Stacked on PR 3b (#23196). Adds an out-of-process `aztec-kvdb` binary that owns LMDB and serves it over UDS / MPSC SHM with the same `TypedMessage

` wire format `yarn-project/native/MsgpackChannel` already speaks. AztecLMDBStoreV2 will be migrated from `NativeLMDBStore` (NAPI) to `KvdbBackend` (IPC) in a follow-up commit on this same PR.

This first commit is inert: the binary builds and is shipped, but nothing in yarn-project uses it yet.

Why

After PR 3b lands, only one load-bearing NAPI consumer remains: the LMDB store used by archiver, p2p, pxe, slasher, and validator-ha-signer. Moving it out of NAPI removes the last embedding of a C++ subsystem in the Node.js process. The NAPI module is reduced to a thin SHM transport stub (`MsgpackClient`/`MsgpackClientAsync`, ~400 LOC) — pure IPC plumbing, no domain logic.

SHM is the production transport (~1–10 µs round-trip via futex doorbell); UDS is the dev/test fallback. This also activates the SHM code-path that has been dead in production since PR 1.

What's in this PR (so far)

C++:

  • `barretenberg/cpp/src/barretenberg/kvdb/` — `aztec-kvdb` binary. Wraps `lmdblib::LMDBStore`, runs a `bb::messaging::MessageDispatcher`, exposes the same op set as the NAPI LMDBStoreWrapper (open_database, get, has, start_cursor, advance_cursor, advance_cursor_count, close_cursor, batch, stats, copy_store).
  • `barretenberg/cpp/src/barretenberg/kvdb/kvdb_messages.hpp` — wire schema.
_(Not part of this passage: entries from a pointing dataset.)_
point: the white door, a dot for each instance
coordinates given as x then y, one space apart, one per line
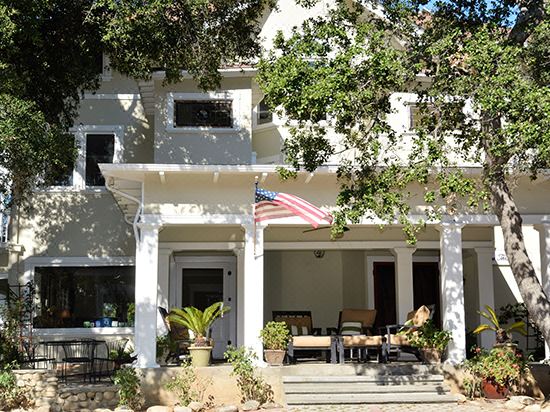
203 280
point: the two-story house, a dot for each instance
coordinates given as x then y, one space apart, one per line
159 212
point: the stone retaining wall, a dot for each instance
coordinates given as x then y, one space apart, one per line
50 395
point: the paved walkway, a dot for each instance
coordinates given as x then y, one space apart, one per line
473 406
Moved from `nodejs_module/lmdb_store/lmdb_store_message.hpp`; namespace renamed `bb::nodejs::lmdb_store` → `bb::kvdb`, enum `LMDBStoreMessageType` → `KvdbMessageType`. The NAPI wrapper temporarily includes the new location until it's deleted.

TypeScript (bb.js):

  • `barretenberg/ts/src/aztec-kvdb/index.ts` — `KvdbBackend`: spawns the binary, talks UDS or SHM, implements `IMsgpackBackendAsync`. Mirrors `WsdbBackend`.
  • `findKvdbBinary` in `bb_backends/node/platform.ts`.
  • `copy_native.sh` ships `aztec-kvdb` alongside the other binaries.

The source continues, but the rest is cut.